Agricultural Science majors are developing and improving their teaching skills through hands-on experience in the STEM Lab. These students learn science, technology, engineering and math—or STEM—through skills-based learning activities. Woodworking, electrical wiring and welding are some of the skills students practice. The STEM Lab aims to expose agricultural science majors to these skills and to teach them how to guide others through the process.
“We mostly give [students] an opportunity to practice these skills, and then we teach them how to teach others,” said Jason McKibben, a graduate assistant who is one of the key leaders in the STEM Lab project.
He explained that producing more effective teachers will generate more opportunities in agriculture for high school students, one of the primary goals of the project. Upon graduation these students will be reaching more than 5,000 new high school students each year.
Jay P. Hancock is an assistant lecturer that has an integral role within the STEM Lab. He believes that rather than simply integrating the science and math they should aim to teach the students how to one day include it in their own lesson plans.
“Our main goal is not so much to incorporate the STEM as it is to teach instructors how to incorporate the STEM,” said Hancock. “We are putting a lot of our emphasis on training instructors who will in turn be incorporating STEM into lessons with their students.”
Mckibben said that the current shortage of agricultural teachers will negatively impact the future. He stressed that a great number of teachers are in demand for high school vocational agriculture programs statewide. Leaders of the STEM project hope they can help relieve that demand and stimulate a continuing interest in agriculture for high school students.
Hancock said that the students they are teaching now will eventually become teachers themselves.
“Ultimately we have students of our students, we are training the trainers and it’s an outreach kind of thing,” Hancock said. “The trainers that we teach will prepare their students better to enter the workforce or higher education.”
As a former agricultural teacher, McKibben understands the impact teachers can have on high school students. He said that if they are able to produce a higher quality agricultural teacher some of the pressure for more teachers could be alleviated and more opportunities would be provided for the students.
In order to train higher quality teachers Hancock said students need to be better prepared in certain areas of science and math.
“There has been a deficit in what’s been done, not just here but across the state, especially in areas of ag-mechanics and horticulture,” Hancock said. “There’s really a need for more training that is not there and we are working on that.”
Hancock said that their audience is not limited to just current students.

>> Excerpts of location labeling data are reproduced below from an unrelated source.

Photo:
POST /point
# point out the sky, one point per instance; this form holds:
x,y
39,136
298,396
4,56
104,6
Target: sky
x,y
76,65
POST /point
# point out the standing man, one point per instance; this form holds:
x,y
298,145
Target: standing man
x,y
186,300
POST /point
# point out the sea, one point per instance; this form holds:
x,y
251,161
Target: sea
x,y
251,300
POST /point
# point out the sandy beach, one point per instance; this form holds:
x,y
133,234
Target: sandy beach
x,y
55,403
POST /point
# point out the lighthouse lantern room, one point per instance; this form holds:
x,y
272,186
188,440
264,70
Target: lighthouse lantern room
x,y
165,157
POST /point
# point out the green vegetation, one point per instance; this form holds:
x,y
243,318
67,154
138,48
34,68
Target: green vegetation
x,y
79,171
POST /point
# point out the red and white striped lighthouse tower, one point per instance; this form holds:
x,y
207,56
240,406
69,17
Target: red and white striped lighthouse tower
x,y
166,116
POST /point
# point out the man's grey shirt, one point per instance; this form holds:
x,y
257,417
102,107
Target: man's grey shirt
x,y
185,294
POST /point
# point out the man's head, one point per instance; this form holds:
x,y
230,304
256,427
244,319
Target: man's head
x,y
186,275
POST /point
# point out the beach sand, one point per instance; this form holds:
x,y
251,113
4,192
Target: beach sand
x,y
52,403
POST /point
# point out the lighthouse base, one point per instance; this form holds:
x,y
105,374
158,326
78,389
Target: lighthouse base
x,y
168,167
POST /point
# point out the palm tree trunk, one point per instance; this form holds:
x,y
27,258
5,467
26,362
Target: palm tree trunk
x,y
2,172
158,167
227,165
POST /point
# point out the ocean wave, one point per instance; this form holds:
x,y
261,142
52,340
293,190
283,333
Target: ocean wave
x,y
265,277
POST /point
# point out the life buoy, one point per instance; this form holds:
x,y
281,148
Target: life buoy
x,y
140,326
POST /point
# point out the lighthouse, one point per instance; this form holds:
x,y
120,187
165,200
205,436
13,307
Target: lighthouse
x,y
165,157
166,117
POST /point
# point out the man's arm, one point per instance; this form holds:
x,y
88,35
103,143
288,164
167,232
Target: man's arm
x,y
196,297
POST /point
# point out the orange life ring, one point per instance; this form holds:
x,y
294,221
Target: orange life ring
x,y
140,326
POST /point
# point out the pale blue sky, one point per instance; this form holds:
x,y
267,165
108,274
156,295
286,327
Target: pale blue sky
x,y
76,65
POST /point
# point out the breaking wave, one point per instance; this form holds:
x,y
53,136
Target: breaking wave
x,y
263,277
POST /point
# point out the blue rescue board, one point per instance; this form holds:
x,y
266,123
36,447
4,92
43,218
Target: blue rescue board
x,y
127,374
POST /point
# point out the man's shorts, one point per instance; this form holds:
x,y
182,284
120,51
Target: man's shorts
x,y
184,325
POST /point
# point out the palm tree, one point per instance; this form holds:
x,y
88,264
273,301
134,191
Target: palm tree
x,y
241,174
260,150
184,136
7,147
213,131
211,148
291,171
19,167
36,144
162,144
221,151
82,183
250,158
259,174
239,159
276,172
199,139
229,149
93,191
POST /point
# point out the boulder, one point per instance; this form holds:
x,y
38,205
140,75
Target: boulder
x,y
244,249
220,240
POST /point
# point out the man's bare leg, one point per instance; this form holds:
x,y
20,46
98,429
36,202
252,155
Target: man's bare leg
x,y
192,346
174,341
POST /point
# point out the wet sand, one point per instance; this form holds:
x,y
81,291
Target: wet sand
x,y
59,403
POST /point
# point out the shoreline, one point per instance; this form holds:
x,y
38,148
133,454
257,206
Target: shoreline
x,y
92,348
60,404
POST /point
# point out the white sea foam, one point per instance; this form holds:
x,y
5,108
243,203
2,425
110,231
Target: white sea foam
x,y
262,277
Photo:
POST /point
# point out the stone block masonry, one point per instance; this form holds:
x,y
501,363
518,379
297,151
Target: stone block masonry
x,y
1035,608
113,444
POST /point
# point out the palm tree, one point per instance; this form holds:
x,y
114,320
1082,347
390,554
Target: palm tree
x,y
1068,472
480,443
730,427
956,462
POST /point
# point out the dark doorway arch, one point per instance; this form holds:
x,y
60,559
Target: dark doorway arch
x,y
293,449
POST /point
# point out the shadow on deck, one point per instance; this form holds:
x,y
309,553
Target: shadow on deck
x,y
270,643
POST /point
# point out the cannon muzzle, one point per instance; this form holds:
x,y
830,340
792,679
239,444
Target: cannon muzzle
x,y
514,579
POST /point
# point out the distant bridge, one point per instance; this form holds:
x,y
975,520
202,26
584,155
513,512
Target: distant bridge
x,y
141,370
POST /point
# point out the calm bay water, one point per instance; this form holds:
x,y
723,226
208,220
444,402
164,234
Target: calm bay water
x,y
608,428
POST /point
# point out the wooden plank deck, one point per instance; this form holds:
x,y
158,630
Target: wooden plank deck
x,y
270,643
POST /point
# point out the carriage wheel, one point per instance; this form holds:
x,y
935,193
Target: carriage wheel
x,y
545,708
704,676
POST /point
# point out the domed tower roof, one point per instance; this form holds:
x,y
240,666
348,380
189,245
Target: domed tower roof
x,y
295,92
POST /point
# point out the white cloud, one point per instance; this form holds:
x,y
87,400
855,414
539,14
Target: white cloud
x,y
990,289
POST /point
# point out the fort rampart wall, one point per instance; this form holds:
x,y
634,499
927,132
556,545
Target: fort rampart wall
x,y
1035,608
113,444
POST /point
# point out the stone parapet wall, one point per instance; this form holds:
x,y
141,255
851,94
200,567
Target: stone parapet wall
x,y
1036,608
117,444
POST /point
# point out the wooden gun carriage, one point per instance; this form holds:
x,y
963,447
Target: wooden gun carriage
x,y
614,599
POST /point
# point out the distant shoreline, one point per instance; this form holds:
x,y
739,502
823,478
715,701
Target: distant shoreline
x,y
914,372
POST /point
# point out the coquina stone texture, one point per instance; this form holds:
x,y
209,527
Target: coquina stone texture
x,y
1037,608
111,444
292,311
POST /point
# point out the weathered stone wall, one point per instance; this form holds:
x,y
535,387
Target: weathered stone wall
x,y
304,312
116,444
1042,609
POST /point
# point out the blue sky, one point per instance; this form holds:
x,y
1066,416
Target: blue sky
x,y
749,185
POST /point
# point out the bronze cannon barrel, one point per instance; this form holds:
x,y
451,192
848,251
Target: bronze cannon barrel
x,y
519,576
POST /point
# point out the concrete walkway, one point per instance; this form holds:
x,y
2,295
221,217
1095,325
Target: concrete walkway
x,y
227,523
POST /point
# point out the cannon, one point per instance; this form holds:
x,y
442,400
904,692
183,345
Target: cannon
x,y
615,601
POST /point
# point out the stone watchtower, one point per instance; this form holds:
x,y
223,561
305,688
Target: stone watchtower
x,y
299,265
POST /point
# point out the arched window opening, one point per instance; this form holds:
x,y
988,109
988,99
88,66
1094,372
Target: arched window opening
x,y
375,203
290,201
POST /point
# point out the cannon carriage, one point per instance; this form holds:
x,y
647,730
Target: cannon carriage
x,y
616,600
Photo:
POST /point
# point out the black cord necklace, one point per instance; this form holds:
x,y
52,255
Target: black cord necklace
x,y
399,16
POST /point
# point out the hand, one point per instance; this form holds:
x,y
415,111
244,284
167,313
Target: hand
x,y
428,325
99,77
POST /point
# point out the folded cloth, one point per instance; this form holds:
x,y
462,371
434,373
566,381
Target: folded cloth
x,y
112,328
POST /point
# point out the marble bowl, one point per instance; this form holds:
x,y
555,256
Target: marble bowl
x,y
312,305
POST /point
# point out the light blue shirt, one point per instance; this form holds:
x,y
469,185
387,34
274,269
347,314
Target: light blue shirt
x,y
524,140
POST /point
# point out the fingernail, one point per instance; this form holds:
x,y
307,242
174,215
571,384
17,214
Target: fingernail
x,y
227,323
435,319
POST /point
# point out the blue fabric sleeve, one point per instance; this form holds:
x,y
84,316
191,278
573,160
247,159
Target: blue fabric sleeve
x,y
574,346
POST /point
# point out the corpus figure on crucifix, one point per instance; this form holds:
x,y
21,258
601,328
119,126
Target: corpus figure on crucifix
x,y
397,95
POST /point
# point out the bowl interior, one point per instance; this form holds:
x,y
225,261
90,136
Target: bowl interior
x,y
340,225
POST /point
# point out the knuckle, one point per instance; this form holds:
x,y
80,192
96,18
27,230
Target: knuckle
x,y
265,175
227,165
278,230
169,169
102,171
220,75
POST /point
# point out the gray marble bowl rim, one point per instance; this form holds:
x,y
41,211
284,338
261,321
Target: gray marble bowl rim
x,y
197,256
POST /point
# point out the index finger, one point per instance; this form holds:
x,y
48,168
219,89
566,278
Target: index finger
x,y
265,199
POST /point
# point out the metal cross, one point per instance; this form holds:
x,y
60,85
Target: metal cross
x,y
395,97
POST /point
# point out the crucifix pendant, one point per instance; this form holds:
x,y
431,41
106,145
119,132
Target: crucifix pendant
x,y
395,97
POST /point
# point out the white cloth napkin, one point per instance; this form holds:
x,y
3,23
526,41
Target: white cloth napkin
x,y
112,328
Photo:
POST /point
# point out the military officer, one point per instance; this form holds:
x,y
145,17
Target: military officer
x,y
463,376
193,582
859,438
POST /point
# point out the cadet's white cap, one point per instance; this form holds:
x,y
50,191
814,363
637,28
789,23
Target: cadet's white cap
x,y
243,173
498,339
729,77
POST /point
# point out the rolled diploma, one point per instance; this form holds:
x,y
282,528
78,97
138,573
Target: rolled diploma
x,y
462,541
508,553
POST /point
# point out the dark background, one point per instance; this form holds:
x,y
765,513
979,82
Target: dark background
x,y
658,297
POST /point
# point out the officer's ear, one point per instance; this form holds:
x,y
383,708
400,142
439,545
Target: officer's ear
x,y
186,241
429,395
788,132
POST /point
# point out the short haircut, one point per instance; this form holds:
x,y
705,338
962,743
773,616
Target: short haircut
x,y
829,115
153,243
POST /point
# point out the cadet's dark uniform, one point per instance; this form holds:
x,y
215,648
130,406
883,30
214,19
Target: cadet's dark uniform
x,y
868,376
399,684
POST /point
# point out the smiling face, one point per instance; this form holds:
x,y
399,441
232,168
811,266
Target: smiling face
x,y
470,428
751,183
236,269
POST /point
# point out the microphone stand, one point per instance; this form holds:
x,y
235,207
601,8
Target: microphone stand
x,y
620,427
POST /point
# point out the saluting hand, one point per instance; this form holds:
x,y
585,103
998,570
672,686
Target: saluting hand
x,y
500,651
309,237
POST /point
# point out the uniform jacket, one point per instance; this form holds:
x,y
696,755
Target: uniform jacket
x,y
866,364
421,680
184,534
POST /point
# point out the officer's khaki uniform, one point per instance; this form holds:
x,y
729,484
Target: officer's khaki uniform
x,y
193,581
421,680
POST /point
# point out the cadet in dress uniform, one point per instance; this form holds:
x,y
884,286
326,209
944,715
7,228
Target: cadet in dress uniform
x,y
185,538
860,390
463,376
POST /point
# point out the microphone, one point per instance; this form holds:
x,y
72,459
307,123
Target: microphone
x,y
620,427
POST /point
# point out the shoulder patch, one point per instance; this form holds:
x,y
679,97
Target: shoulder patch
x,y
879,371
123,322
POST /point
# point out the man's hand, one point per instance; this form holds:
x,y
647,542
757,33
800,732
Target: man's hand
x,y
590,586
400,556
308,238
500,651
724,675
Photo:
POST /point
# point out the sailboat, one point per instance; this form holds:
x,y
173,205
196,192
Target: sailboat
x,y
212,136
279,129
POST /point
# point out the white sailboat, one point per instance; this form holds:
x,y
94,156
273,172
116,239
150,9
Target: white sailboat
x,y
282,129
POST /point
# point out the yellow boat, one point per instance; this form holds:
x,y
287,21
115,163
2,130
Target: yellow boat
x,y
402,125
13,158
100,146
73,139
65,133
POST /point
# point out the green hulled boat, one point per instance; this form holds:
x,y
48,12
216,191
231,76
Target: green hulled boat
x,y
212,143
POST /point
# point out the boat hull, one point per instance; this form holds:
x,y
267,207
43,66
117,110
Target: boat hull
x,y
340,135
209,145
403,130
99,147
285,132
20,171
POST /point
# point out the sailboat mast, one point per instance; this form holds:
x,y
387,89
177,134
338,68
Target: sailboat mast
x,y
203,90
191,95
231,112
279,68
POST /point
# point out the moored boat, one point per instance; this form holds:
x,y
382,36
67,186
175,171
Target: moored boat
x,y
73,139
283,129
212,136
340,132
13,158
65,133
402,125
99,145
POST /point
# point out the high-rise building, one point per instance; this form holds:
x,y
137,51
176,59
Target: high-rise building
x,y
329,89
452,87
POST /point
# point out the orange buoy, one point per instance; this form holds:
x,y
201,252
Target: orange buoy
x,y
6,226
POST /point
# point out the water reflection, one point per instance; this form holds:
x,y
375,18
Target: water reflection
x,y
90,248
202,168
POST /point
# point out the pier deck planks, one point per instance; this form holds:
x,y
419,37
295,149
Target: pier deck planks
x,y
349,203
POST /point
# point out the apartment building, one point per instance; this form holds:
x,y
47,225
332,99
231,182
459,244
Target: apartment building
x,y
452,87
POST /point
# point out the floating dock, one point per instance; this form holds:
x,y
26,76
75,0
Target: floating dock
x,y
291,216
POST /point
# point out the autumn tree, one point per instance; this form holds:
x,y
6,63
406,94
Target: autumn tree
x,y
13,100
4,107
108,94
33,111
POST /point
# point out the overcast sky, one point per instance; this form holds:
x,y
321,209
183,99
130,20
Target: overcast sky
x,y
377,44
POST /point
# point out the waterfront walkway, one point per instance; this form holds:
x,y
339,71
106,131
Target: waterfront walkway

They hope to reach practicing teachers who are already out in the field and others in related areas who might need the same type of training.
The agricultural science students are currently being trained in a WWII commissary building on Riverside campus, which is located almost 12 miles from the main Texas A&M campus. Due to the condition and location of the current facility, the ALEC department has undertaken the project of building a new state-of-the-art laboratory. The new 20,000-square-foot Agricultural STEM integration lab will be located close to the current AgriLife Complex on West Campus.
“We envision that once we get it in place we’ll have folks from all around the university wanting to come use the facility,” Hancock said.
Rather than simply waiting around for a new facility the STEM lab leaders have already begun the process of expanding the program by bringing in new equipment. Hancock said that they are trying to create a model of what STEM lab leaders believe agriculture departments could be.
“It’s not just a facility and it’s not just equipment,” Hancock said. “It is facility, equipment and staff—it’s a whole picture.”
The STEM lab is helping to give context to science and mathematics that will help future agricultural teachers inspire high school students to engage in agriculture. According to McKibben this results in generations of success within the agriculture industry.
“At some point there was a catalyst,” he said referring to previous generations. “Something changed. One member of the family changed in a positive way.”
McKibben strongly believes producing better agricultural teachers will result in more “catalyst” students who will pave the way for a successful future in agriculture.